Vinyl chloride (VCM) is an important industrial chemical used to produce cables, pipes and household equipment [1,2]. However, studies reveal that long-term exposure to VCM could increase the risk of cardiovascular, liver and immunocompromised diseases. VCM is classified as a Group Ι human carcinogen by the International Agency for Research on Cancer [3] and the fourth most dangerous compound by the Agency for Toxic Substances and Disease Registry [4]. However, due to the heterogeneity of individual factors, environmental monitoring does not reflect people’s actual VCM poisoning. Thiodiglycolic acid (TDGA) in human urine has been identified as a biomarker of human VCM exposure [5]. The TDGA amount excreted in human urine presents a quantitative relationship with the exposure level of VCM in the individual and it can exclude potential bias from sources including medications, nutritional supplements, creatine and ethylene oxide [4,6]. Thus, the precise determination of TDGA is necessary. At present, there a variety of analytical techniques have been used to detect TDGA, such as gas chromatography [7], isokinetic electrophoresis [8], voltammetry [9] and liquid chromatography–mass spectrometry [10]. However, these methods are difficult to use for fast and real-time monitoring because of their complicated sample pretreatment, long processing time and inadequate detection limits [11,12]. Therefore, a simple and precise method for the rapid identification of TDGA levels is highly desirable.

In recent years, fluorescence detection has received great attention owing to its facile operation, low instrument cost, fast response and high sensitivity [13,14]. Luminescent metal-organic frameworks (LMOFs) based on metal ions and organic linkers have become attractive fluorescence materials [15,16]. Owing to their permanent porosity, large specific surface area and strong emissions, this class of materials have been widely used in the sensing field, such as metal ions [17,18], volatile organic compounds [19], and anions [20,21] or as a temperature sensor [22]. Among them, UiO-66 has emerged as a novel fluorescent sensor with ultra-high chemical stability, thermodynamic stability and good biocompatibility [23,24]. However, the unsatisfactory luminescence properties limit its further application in the field of fluorescence. It was found that excellent luminescent UiO-66 hybrid materials could be obtained through the iso-expansion of ligands and post-synthesis modification.
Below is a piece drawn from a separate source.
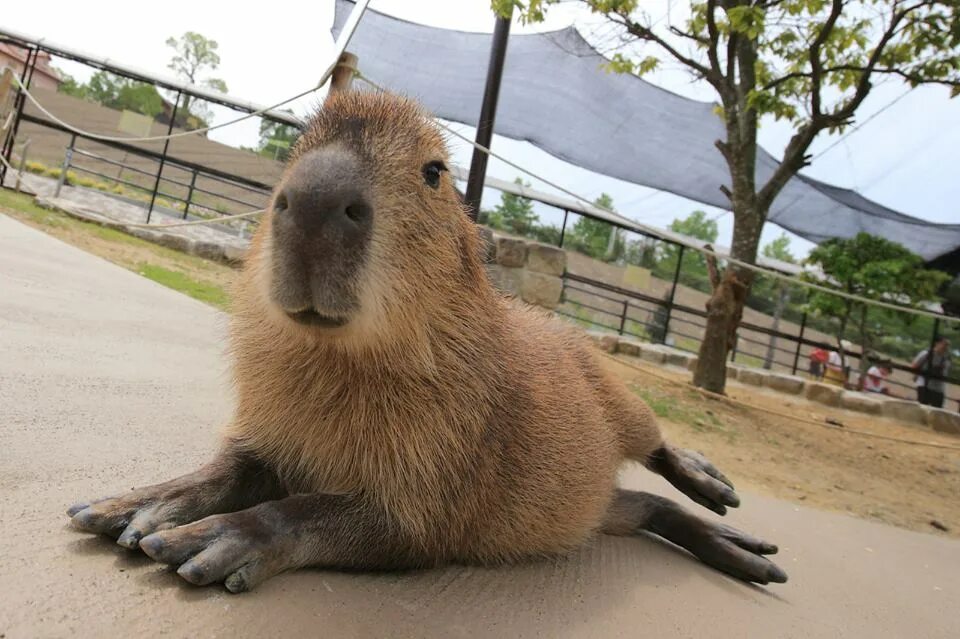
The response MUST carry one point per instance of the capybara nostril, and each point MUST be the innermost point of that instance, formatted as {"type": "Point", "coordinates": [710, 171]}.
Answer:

In particular, Ln-UiO-66, obtained by introducing rare earth ions, has attracted wide attention due to its high luminescent quantum yield [25,26]. However, most of Ln-UiO-66 is based on a single emission, which may be greatly interfered with by the concentration, the background of the fluorescence signal and the environmental conditions. In comparison, ratiometric fluorescence detection can be used as a desired method to measure the target by quantitative detection of the fluorescence response based on two separate fluorescence emission wavelengths, in which one emission peak acts as a reference and the other one acts as a signal response unit [13,27]. Since this measured fluorescence excludes the background interference, reduces the extrapolation errors and environmental factors, the ratiometric fluorescent sensor can greatly enhance the sensitivity of the detection system. However, research into UiO-66-based ratiometric fluorescent sensors is very rare. This is mainly caused by the deficiency of binding sites in the UiO-66 matrix, which prevents lanthanide ions or other guest molecules form a stable structure with UiO-66. Therefore, it is imperative to develop and design functionalized UiO-66-based ratiometric fluorescent sensors for effective sensing of analytes.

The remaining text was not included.